# Memory Management in Python

### Everything is in memory as an object

In [1]:
a_int = 10
a_str = "hello"
a_list = [1, 2, 3, 4]
a_dict = {"A":1, "B": 2}

def a_func():
    pass

class A:
    pass

print(hex(id(a_int)))
print(hex(id(a_str)))
print(hex(id(a_list)))
print(hex(id(a_dict)))
print(hex(id(a_func)))
print(hex(id(A)))

0x558624008e20
0x7f90245fbbb0
0x7f90245c8480
0x7f90245fbfc0
0x7f9024616c10
0x558624ce8590


In [2]:
print(isinstance(a_int, object))
print(isinstance(a_str, object))
print(isinstance(a_list, object))
print(isinstance(a_dict, object))
print(isinstance(a_func, object))
print(isinstance(A, object))

True
True
True
True
True
True


This means we can `assign` them to a variable, `pass` them to a function, or `return` them from a function.

### id() function

In [3]:
# In Python you can find out memory address of a variable by using id() function
a = 5

a_address = id(a)

print(a_address)
print(hex(a_address))

94034617994624
0x558624008d80


In [4]:
b = "hello"

b_address = id(b)
print(b_address)
print(hex(b_address))

140257062271920
0x7f90245fbbb0


In [5]:
# We can use ctypes.cast to create a new Python object which reference to same address
import ctypes

# *a_address
print(ctypes.cast(a_address, ctypes.py_object).value)

# *b_address
print(ctypes.cast(b_address, ctypes.py_object).value)

5
hello


### sys.getrefcount(...)

In [6]:
import sys


# Reference counters track the number of references to an object.
# They are part of Python's memory management system and aid in garbage collection.
my_var = 12324

# The counter starts at 1 when an object is created.
before = sys.getrefcount(my_var)

# It increments when a reference is created
my_var2 = my_var
after_reference_by_other = sys.getrefcount(my_var)

In [7]:
import sys


# Reference counters track the number of references to an object.
# They are part of Python's memory management system and aid in garbage collection.
my_var = 12324

In [8]:
hex(id(my_var))

'0x7f9024603f90'

In [9]:
# The counter starts at 1 when an object is created.
before = sys.getrefcount(my_var)

# It increments when a reference is created
my_var2 = my_var
after_reference_by_other = sys.getrefcount(my_var)

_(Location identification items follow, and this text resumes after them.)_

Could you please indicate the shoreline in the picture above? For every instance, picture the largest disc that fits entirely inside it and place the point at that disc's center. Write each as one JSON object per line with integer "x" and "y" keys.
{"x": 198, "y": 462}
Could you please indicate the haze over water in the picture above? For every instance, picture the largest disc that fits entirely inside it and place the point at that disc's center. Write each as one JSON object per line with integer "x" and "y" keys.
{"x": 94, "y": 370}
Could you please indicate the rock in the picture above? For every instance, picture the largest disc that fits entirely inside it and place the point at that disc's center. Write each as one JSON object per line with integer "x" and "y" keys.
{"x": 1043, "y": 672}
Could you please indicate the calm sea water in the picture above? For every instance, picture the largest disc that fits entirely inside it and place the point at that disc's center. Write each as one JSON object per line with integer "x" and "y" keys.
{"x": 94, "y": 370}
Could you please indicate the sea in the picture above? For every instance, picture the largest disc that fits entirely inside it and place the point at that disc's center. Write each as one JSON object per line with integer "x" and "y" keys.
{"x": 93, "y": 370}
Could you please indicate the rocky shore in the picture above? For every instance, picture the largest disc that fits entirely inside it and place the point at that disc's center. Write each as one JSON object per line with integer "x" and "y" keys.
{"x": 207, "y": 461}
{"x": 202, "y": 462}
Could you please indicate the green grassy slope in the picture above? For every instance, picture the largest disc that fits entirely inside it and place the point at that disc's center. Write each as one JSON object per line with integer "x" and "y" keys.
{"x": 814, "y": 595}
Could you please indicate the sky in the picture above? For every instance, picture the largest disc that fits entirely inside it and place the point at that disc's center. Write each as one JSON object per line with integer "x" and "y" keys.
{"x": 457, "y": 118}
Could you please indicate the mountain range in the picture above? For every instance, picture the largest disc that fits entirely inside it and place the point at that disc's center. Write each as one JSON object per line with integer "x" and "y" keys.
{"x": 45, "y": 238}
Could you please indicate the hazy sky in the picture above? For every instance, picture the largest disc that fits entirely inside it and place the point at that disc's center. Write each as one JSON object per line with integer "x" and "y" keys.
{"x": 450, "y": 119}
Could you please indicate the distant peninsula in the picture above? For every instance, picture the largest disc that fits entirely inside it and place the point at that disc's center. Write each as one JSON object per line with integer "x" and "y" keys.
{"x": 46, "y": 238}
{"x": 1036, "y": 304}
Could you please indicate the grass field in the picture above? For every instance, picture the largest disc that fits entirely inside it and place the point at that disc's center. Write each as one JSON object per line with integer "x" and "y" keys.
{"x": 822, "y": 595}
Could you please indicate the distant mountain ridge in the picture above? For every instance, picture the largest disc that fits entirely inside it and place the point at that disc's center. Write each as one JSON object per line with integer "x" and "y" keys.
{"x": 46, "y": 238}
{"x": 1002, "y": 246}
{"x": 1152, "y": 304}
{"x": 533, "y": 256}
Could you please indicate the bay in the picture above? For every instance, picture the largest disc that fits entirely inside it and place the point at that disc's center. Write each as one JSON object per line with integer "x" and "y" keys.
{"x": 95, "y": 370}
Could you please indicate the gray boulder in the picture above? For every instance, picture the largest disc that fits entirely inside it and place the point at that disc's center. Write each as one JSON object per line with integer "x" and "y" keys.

print(f"Starting reference: {before}")
print(f"After another variable reference: {after_reference_by_other}")

Starting reference: 2
After another variable reference: 3


> Note that sync value are passed by reference in Python, sys.getrefcount(...) will return one additional count to actual reference number. It can be more in case you are running Python Interpreter in some differnt environment, like Jupyter notebook.

In [10]:
print(id(my_var))
print(id(my_var2))
id(my_var) == id(my_var2)

140257062305680
140257062305680


True

In [11]:
# We can actually use ctypes to get the actual reference counter
address = id(my_var)
ctypes.c_long.from_address(address).value

2

In [12]:
# reference counter decrements when a reference is deleted.
del my_var2
ctypes.c_long.from_address(address).value

1

In [13]:
ctypes.cast(address, ctypes.py_object).value

12324

In [14]:
# The counter reaching zero indicates no more references to the object.
del my_var

# This might now give some random value. 
# As of fact reference counter for value 12324 is 0 now so python's garbage collection kicks in and free up the space
ctypes.c_long.from_address(address).value

7

In [15]:
# Doing this may crash the Python interpreter ass the address now does not contains python object
# ctypes.cast(address, ctypes.py_object).value

- Objects with a reference count of zero are considered garbage.
- Garbage collection reclaims memory occupied by unreferenced objects.
- Reference counting offers efficient memory management and immediate resource reclamation.
- However, it doesn't handle cyclic references (objects referencing each other).
- Python uses additional garbage collection mechanisms to handle cyclic references.
- The reference counter ensures timely deallocation of objects and efficient memory usage.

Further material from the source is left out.